Some days it just seems mother Earth has slipped on the axis. Or that you have.

I have worked since near 8 am this morning til, now, 3:32 this afternoon on one problem: making Win 7′s eccentricities (it won't erase some files, or will, but it tells you it hasn't) AND Mobipocket Creator's idiosyncrasies: who knew we want UTC and not Western and European?—AND Namo [we're sorry: another user has this program in use. Bye!]—into just giving me a flippin' simple conversion of my not very complex [no special fonts] file of Rusalka.


I have loaded the program and unloaded it; updated it; repaired it; thrown it off the disk and re-loaded and installed it AND its reader-program, which it did not deign to move over to this computer from the old one…I have done that for a significant number of times, intermittent with trying to make this program behave. The key is—and Jane, bless her, finally helped me with the final set of glitches—it wants a huge cover file, poster-sized. It wants you to be UTC if you have any odd characters. And it wants to put the files where IT wants, not where you had them, and then wants to fuss about it. In the kerfluffle, I had a .png and a .jpg, and the .jpg was what was in the html 'call', and was in a folder not now being used, and the .png was where the .jpg should have been and the 'call' didn't want it.

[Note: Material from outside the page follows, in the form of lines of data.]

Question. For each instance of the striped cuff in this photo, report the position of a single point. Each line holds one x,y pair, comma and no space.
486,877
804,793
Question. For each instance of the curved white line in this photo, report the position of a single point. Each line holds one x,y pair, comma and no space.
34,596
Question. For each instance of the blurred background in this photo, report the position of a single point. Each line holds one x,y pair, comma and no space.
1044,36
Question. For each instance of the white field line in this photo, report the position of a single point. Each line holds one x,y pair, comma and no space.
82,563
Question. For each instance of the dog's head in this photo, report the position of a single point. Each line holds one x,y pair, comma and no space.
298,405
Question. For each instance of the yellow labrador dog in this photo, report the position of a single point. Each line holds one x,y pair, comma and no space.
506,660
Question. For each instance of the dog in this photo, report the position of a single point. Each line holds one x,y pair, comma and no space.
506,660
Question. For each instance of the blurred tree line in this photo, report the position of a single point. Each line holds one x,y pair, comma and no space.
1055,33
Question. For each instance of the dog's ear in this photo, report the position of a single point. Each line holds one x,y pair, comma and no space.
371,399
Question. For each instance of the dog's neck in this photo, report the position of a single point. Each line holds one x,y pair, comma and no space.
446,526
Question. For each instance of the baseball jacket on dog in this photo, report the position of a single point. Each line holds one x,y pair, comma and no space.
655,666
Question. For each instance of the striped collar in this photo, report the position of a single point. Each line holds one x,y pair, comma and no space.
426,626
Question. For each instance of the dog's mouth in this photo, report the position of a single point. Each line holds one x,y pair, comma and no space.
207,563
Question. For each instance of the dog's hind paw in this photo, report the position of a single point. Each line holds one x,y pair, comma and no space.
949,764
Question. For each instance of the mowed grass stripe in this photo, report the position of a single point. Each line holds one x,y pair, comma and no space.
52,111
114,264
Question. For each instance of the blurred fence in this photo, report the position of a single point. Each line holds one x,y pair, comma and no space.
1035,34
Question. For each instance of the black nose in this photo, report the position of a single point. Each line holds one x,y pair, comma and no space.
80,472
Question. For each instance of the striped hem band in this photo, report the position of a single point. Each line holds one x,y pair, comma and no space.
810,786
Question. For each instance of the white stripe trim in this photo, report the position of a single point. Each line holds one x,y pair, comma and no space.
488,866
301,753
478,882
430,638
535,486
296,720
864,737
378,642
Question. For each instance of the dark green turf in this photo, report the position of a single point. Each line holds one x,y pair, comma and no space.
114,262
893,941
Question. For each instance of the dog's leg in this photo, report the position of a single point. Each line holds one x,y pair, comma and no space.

Jane's sharp eyes on the problem found that little detail (with html, it's always something of the sort) and bingo! the last of the problems went away.


It's been months since I ran MPC, and it's reminiscent of the old word-processing programs from before menus: you're on your own, kid: it's wrong, but you have to guess why.


Any rate, the Reader part of it behaves flawlessly, which is the part you'll see; it's the creator part that drives yours truly nutz.


Tonight I sit watching telly and running the rest of the file conversions, and Jane will have hers in good shape, so we should have our two spooky downloads for Closed Circle right before Halloween!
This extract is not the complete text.